If some one could try double grinding, I would appreciate knowing how it turns out. I was considering getting the attachment for my K. A. mixer, but am reluctant with the reports given.


----------



## Mulegirl (Oct 6, 2010)

We have the grinder, which is pretty good, and a grain mill--the Family Grain Mill, not the actual KitchenAid one--which we use at least twice a month, depending on how much baking I'm doing. It doesn't grind incredibly fine the first time through, but since I always mix whole-grain and white flour, it doesn't bother me at all. It did grind more finely the few times we did a second run-through.


----------



## dizzy (Jun 25, 2013)

FarmChix said:


> Not so much an attachment, but I find I use the splash guard a LOT! When you are making bread, it sure keeps the flour from flying!
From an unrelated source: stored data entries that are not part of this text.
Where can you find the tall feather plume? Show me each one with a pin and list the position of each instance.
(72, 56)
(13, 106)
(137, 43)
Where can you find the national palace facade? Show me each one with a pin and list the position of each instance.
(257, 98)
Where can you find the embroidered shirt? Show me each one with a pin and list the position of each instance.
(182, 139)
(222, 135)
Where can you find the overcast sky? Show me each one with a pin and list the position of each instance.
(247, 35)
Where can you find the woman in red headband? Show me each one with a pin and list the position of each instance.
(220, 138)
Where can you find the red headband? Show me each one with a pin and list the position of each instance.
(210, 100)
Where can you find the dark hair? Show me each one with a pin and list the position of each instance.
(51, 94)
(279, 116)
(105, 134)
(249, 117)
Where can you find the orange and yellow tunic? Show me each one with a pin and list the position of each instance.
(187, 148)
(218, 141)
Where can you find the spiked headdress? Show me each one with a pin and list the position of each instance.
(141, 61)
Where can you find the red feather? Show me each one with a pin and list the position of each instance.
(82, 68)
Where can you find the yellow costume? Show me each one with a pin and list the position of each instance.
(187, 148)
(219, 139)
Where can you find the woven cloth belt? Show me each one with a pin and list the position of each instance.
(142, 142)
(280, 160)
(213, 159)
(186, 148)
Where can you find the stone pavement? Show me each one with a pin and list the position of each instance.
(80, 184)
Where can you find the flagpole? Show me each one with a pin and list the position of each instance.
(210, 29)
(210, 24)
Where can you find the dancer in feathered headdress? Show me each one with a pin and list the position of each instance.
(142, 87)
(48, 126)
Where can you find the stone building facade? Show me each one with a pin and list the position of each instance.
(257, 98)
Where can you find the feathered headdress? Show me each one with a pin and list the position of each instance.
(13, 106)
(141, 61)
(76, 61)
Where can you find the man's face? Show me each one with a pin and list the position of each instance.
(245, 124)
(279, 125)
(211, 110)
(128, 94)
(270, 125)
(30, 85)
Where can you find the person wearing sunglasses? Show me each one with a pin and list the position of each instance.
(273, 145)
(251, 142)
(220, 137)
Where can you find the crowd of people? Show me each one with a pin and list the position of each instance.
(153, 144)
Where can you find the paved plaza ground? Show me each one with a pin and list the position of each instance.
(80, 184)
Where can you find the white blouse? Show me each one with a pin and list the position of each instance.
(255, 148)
I think this is going to be the first thing I get. Made bread today, and had flour going all over!


----------



## gimpy (Sep 18, 2007)

Not to be a downer but...

Actually Kitchenaid discontinued their, "meat grinder," many years ago. If you want one, check amazon and ebay for vintage kitchenaid meat grinders. Those are all metal and won't burst if you inadvertently drop a bone down in it. What they now have are, "food grinders," which are made of plastic and not nearly as sturdy.
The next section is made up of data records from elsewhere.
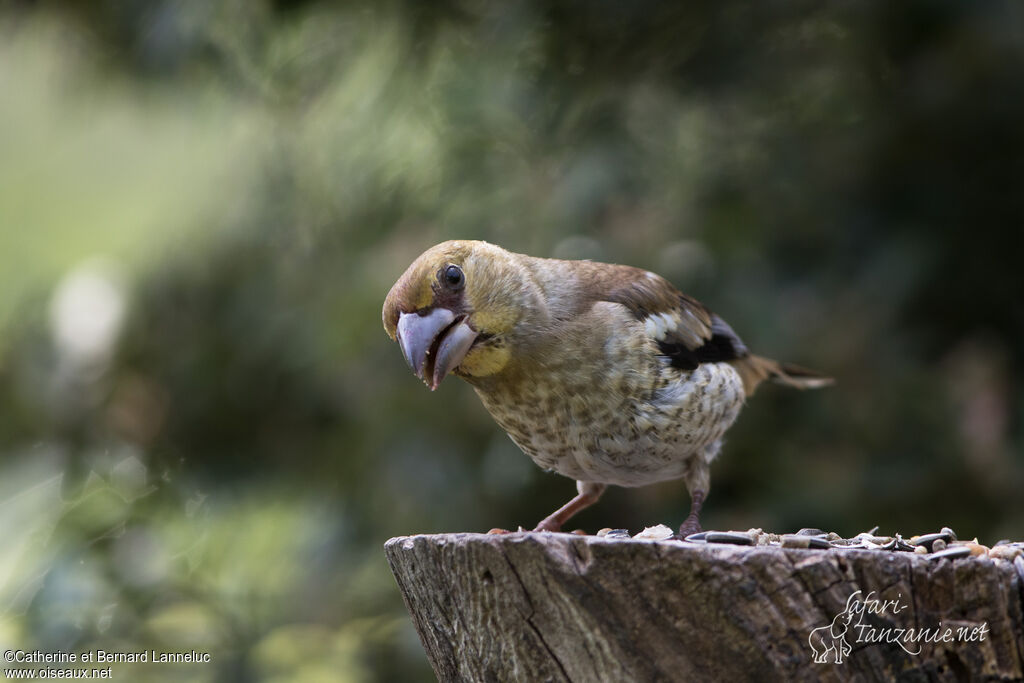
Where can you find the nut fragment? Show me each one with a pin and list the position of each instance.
(955, 552)
(657, 532)
(733, 538)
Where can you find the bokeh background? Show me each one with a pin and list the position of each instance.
(205, 434)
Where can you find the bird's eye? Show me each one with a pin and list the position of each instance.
(454, 278)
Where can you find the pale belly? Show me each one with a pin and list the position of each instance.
(621, 433)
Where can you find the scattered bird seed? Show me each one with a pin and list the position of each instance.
(955, 552)
(733, 538)
(1006, 552)
(617, 534)
(929, 540)
(658, 532)
(798, 541)
(810, 531)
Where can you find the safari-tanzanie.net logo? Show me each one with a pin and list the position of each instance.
(834, 642)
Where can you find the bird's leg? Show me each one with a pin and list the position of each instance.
(589, 493)
(692, 524)
(697, 479)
Also there are about a dozen different kitchenaid stand mixers. They all fit the same attachments but vary greatly in power and where they were constructed. If you got one that was on sale at a department store it's probably a 250 or 300 made in china and using that with their food grinder it will take you an hour to an hour and a half to do a single grind of 10-12 pounds of meat and then the motor will get rather hot and will need to cool off for a few hours while you chill the meat again before the second grind because the metal pin in the screw (the only other metal parts being the blade and grinding plate) will transfer heat from the motor and start to melt the fat in the meat making it more difficult to grind.


----------



## dizzy (Jun 25, 2013)

Reading that makes me want to keep my old mixer-even though it's more than 30 yo. (It's an Oster Kitchen Center.)


----------



## Joshie (Dec 8, 2008)

The only things I have or want are the paddle, paddle with scraper, and whisk attachments. When making applesauce, I cut up pieces and cook them down. I used to use a strainer until a fellow HTer told me an easier way all you need to do is cut up the tomatoes and put them in the blender. You don't even have to remove skins or seeds.


----------



## WildernesFamily (Mar 11, 2006)

WildernesFamily said:


> We have the ice-cream bowl, we use it regularly during the summer, really love it! We store it in our freezer.


I wanted to update this since my opinion on the ice-cream bowl has changed - after cleaning out the freezer and leaving the bowl out of the freezer for a while it started oozing blue stuff.. after closer inspection I saw it had a fine crack.

So I agree - don't bother with that attachment.

I have recently received the paddle with the scraper as a gift, it's pretty neat!


----------